Syekh Wahbah Zuhaili, sebagaimana dikutip Prof Huzaemah, menyebutkan bahwa bertunangan menunjukkan keinginan untuk kawin dengan seorang wanita tertentu. Serta memberitahukan kepadanya, atau walinya tentang hal itu. Kemudian, pemberitahuan itu dapat dianggap sempurna, langsung, atau dengan perantara walinya.
Bertunangan adalah apabila seorang laki-laki meminta kepada seorang perempuan untuk dijadikan istrinya. Baik dengan cara terang-terangan, maupun dengan cara sindiran.
Sedangkan menurut Sulaeman Rasyid, meminang adalah menyatakan permintaan untuk perjodohan dari seorang laki-laki kepada seorang perempuan atau sebaliknya dengan perantaraan seseorang yang dipercayai.
Sehubungan dengan kedudukan perkawinan merupakan dasar dan awal pembentukan masyarakat, maka Islam membenarkan kepada calon yang akan mendirikan rumah tangga untuk meninjau pasangan hidupnya dari berbagai segi melalui pertunangan atau peminangan. Pertunangan atau peminangan itu merupakan mukaddimah perkawinan.
Salah satu tujuan perkawinan adalah untuk melestarikan keturunan dan mengandung unsur mendidika jiwa manusia agar bertambah kelembutan jiwanya dan kecintaannya. Terutama, kata Prof Huzaemah, di masa sekarang ini di mana masalah seksual erat kaitannya dengan kebutuhan biologis manusia.
Seorang pria yang bermaksud akan melakukan akad nikah dengan seorang wanita, perlu mengenal calon istrinya itu (begitu pun sebaliknya). Dengan mengetahui seluk beluk dan hal-ihwal calon istri, sehingga akan menimbulkan kemantapan atau gambaran yang konkret tentang kemampuan calon suami istri itu dalam mengemban rumah tangga.
Memilih calon pasangan hidup dengan meninjau latar belakang, sikap, serta agamanya adalah tuntunan agama. Sedangkan apabila seseorang melakukan pacaran tanpa niat menikahi, hal ini sama sekali bukan tuntunan agama melainkan tuntunan setan. Sebab dalam pacaran pada umumnya terdapat unsur-unsur pendekatan terhadap zina. Allah berfirman dalam Alquran surat Ar Rum ayat 21.

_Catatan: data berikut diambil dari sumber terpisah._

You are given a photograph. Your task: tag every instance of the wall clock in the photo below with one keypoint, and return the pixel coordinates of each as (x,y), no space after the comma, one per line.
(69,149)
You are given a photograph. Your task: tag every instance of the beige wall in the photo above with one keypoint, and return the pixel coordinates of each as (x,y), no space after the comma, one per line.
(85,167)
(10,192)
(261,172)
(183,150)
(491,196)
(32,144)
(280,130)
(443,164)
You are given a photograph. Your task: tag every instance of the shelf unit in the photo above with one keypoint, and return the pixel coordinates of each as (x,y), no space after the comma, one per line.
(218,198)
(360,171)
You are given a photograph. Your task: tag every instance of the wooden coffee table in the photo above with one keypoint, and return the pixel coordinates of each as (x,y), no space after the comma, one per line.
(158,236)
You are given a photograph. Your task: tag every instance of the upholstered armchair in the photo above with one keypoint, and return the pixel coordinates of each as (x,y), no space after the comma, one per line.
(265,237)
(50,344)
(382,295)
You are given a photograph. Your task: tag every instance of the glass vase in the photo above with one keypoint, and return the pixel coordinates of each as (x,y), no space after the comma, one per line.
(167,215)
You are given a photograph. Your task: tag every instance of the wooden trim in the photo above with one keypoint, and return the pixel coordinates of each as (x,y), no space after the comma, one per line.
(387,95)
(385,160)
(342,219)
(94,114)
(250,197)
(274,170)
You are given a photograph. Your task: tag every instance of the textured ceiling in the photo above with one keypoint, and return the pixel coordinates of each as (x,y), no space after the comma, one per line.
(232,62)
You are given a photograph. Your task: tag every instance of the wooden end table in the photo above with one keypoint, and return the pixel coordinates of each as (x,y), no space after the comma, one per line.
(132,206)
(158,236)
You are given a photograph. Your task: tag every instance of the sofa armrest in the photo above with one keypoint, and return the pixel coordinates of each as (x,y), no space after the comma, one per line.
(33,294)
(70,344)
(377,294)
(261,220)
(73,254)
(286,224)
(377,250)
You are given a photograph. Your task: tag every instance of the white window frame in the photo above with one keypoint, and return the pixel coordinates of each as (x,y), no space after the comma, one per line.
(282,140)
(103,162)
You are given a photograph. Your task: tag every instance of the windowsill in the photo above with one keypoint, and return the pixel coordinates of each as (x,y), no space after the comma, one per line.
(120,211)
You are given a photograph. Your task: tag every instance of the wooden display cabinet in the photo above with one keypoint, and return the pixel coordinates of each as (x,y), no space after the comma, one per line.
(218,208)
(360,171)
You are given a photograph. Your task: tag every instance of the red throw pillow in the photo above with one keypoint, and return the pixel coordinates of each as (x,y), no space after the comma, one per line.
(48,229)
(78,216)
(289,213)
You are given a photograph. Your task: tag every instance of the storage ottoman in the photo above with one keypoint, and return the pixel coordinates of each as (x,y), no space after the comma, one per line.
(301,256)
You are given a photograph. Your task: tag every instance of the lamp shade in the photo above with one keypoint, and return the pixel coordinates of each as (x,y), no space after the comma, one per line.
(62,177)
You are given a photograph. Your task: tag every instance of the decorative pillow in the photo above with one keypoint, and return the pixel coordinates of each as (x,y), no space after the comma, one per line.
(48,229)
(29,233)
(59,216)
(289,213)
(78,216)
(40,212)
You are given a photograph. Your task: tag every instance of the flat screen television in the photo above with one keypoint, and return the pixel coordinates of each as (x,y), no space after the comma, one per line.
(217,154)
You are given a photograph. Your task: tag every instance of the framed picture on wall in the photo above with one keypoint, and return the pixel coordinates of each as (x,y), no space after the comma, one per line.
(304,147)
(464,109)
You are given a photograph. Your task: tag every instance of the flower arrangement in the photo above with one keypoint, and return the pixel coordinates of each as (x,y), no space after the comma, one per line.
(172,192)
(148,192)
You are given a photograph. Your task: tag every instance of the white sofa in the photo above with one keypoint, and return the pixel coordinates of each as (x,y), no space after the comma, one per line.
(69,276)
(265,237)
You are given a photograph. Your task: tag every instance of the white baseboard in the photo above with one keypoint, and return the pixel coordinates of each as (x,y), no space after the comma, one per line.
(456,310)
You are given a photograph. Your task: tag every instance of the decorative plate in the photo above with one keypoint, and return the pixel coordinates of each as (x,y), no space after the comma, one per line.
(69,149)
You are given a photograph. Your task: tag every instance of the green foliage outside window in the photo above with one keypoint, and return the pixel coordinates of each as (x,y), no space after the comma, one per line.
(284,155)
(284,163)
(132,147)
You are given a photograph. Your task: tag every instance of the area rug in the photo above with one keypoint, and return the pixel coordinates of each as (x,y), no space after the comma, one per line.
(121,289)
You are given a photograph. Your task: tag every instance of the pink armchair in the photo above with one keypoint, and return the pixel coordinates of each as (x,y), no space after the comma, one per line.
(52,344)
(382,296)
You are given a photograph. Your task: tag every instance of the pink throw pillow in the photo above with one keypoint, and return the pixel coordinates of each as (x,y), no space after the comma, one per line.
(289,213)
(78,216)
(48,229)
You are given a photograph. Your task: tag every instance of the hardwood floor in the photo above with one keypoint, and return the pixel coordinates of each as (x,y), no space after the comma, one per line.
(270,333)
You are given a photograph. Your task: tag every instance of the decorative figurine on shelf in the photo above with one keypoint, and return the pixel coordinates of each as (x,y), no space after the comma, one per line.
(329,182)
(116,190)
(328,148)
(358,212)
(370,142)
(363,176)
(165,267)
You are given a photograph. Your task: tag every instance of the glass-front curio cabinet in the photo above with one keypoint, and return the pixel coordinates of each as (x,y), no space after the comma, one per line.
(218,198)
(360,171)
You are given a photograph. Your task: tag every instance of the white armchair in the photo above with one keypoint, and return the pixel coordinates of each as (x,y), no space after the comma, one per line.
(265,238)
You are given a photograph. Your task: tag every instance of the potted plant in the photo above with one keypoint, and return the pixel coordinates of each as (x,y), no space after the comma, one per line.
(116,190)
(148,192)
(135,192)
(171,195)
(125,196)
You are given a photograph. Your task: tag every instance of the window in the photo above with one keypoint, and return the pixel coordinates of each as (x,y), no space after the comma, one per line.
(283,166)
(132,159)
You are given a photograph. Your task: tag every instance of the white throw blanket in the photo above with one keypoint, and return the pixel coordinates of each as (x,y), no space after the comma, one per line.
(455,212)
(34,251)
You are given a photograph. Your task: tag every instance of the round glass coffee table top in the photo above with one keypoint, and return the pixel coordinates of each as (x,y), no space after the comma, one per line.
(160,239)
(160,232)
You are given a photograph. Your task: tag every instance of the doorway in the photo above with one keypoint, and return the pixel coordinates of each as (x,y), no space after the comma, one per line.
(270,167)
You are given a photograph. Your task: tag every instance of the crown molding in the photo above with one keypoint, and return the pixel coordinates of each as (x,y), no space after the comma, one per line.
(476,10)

وَمِنْ آيَاتِهِ أَنْ خَلَقَ لَكُمْ مِنْ أَنْفُسِكُمْ أَزْوَاجًا لِتَسْكُنُوا إِلَيْهَا وَجَعَلَ بَيْنَكُمْ مَوَدَّةً وَرَحْمَةً ۚ إِنَّ فِي ذَٰلِكَ لَآيَاتٍ لِقَوْمٍ يَتَفَكَّرُونَ
“Wa min aayatihi an khalaqa lakum min anfusikum azwaaja litaskunuu ilaiha wa ja’ala bainakum mawaddatan wa rahmatan inna fii dzalika la-aayati liqaumi yatafakkarun.”
Yang artinya, “Di antara tanda-tanda (kebesaran)-Nya ialah Dia menciptakan pasangan-pasangan untukmu dari jenismu sendiri, agar kamu cenderung dan merasa tentram kepadanya. Dan Dia menjadikan di antaramu rasa kasih dan sayang. Sesungguhnya pada yang demikian itu benar-benar terdapat tanda-tanda (kebesaran Allah) bagi kaum yang berpikir.”
Dijelaskan bahwa dalam kompilasi hukum Islam, apabila perwakinan bertujuan untuk mewujudkan rumah tangga yang sakinah, maka tidak demikian dengan pacaran yang dilakukan tanpa adanya niat keseriusan.
Terlebih pacaran yang dilakukan hanya menjerumuskan satu sama lainnya ke dalam jurang kemaksiatan, hal ini jelas dilarang agama. Sebab untuk mendekati zina saja, umat Islam tidak diperkenankan. Terlebih, Nabi Muhammad SAW juga bersabda:
إِذَا خَطَبَ أَحَدُكُمْ الْمَرْأَةَ فَإِنْ اسْتَطَاعَ أَنْ يَنْظُرَ إِلَى مَا يَدْعُوهُ إِلَى نِكَاحِهَا فَلْيَفْعَلْ “Apabila seseorang dari kamu meminang perempuan dan sanggup dia melihat darinya sebagian apa yang menarik untuk menikahinya, hendaklah dia lakukan.”
Sehingga apabila terdapat seseorang yang menyatakan cinta kepada pacarnya tanpa ada sedikit pun niat keseriusan menikahi, sudah dipastikan apa yang dikatakannya itu hanyalah isapan jempol semata.